As the following figure shows, the p_value is calculated by the mean value of the synthetic control group's predictor rather than the point effect value. I guess you may be want to use the latter?
Another evidence is that when I use the example from https://colab.research.google.com/drive/1HkJ9zm0LY36Wz-wB_bSHq68w8Cef6qJO?usp=sharing#scrollTo=AqyItZ3Hggoh, even if I don't change the value of y after 3000, the p-value is still significant and inconsistent with the confidence interval given(including zero)
I also think there is something off with the p-value, as I'm seeing constant 100% confidence level.
I am seeing the same problem as @mare011rs : p_value = 0, Prob of causal effect 100% even when I explicitly synthesize data to have zero effect. This seems to be a rather big bug.
This package is outdated, I suggest you use tfcausalimpact.
Got it. Thanks!
This package is outdated, I suggest you use tfcausalimpact.
It looks like tfcausalimpact
uses this package underneath though (see the example and code underneath). So I'd expect this issue to occur there, as well (though haven't tested to confirm).

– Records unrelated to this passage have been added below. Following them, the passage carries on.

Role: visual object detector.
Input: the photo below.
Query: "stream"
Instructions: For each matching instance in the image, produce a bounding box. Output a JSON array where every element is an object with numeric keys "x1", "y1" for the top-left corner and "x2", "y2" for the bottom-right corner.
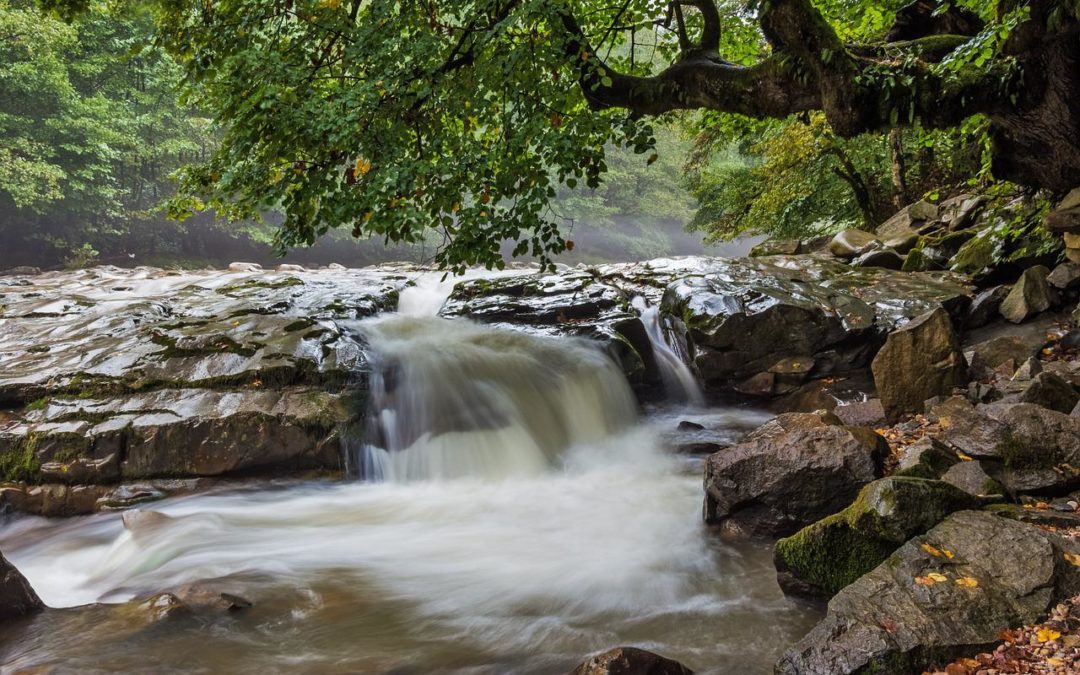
[{"x1": 0, "y1": 271, "x2": 822, "y2": 674}]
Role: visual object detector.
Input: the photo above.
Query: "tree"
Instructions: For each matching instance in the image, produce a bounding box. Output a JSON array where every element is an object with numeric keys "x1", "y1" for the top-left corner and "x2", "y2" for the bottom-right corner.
[{"x1": 47, "y1": 0, "x2": 1078, "y2": 270}]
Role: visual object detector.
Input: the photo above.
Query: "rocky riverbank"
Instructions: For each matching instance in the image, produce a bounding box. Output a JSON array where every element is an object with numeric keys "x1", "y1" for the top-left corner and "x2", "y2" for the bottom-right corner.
[{"x1": 2, "y1": 188, "x2": 1080, "y2": 674}]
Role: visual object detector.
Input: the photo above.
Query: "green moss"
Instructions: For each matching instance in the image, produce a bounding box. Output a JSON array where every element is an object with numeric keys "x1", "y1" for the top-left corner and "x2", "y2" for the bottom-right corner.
[
  {"x1": 0, "y1": 433, "x2": 41, "y2": 482},
  {"x1": 24, "y1": 397, "x2": 49, "y2": 412},
  {"x1": 216, "y1": 276, "x2": 304, "y2": 295},
  {"x1": 776, "y1": 513, "x2": 897, "y2": 596},
  {"x1": 150, "y1": 332, "x2": 260, "y2": 359},
  {"x1": 284, "y1": 318, "x2": 316, "y2": 332}
]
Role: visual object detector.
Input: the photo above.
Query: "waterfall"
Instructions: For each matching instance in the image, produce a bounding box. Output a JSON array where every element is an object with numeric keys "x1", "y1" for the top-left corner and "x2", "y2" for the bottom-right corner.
[
  {"x1": 349, "y1": 316, "x2": 638, "y2": 481},
  {"x1": 632, "y1": 297, "x2": 704, "y2": 405}
]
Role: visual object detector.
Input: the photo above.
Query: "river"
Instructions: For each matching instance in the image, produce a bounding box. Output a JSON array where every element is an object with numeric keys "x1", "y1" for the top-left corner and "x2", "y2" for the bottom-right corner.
[{"x1": 0, "y1": 270, "x2": 821, "y2": 674}]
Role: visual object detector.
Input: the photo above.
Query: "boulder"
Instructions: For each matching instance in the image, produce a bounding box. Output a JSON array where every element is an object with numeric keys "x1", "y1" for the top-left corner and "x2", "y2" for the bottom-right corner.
[
  {"x1": 938, "y1": 194, "x2": 986, "y2": 230},
  {"x1": 940, "y1": 460, "x2": 1005, "y2": 497},
  {"x1": 0, "y1": 552, "x2": 44, "y2": 621},
  {"x1": 829, "y1": 230, "x2": 880, "y2": 259},
  {"x1": 832, "y1": 399, "x2": 886, "y2": 427},
  {"x1": 749, "y1": 239, "x2": 801, "y2": 256},
  {"x1": 853, "y1": 248, "x2": 904, "y2": 270},
  {"x1": 895, "y1": 436, "x2": 961, "y2": 479},
  {"x1": 774, "y1": 478, "x2": 979, "y2": 597},
  {"x1": 965, "y1": 335, "x2": 1039, "y2": 374},
  {"x1": 872, "y1": 308, "x2": 969, "y2": 422},
  {"x1": 876, "y1": 201, "x2": 939, "y2": 241},
  {"x1": 703, "y1": 412, "x2": 888, "y2": 537},
  {"x1": 1017, "y1": 371, "x2": 1080, "y2": 413},
  {"x1": 775, "y1": 511, "x2": 1080, "y2": 675},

@pemoriarty Are you basing this on the name of the package in the imports? tfcausalimpact is imported into your code in the same way as other CI packages as "from causalimpact import CausalImpact", which might be misleading.
@pemoriarty Are you basing this on the name of the package in the imports? tfcausalimpact is imported into your code in the same way as other CI packages as "from causalimpact import CausalImpact", which might be misleading.
It was the wording on a few pages that made me wonder and then yeah, the imports using the same package name. But yep, looking deeper at model.py
, I see I'm totally off. 🤦 Glad to be wrong- that'll make my life easier!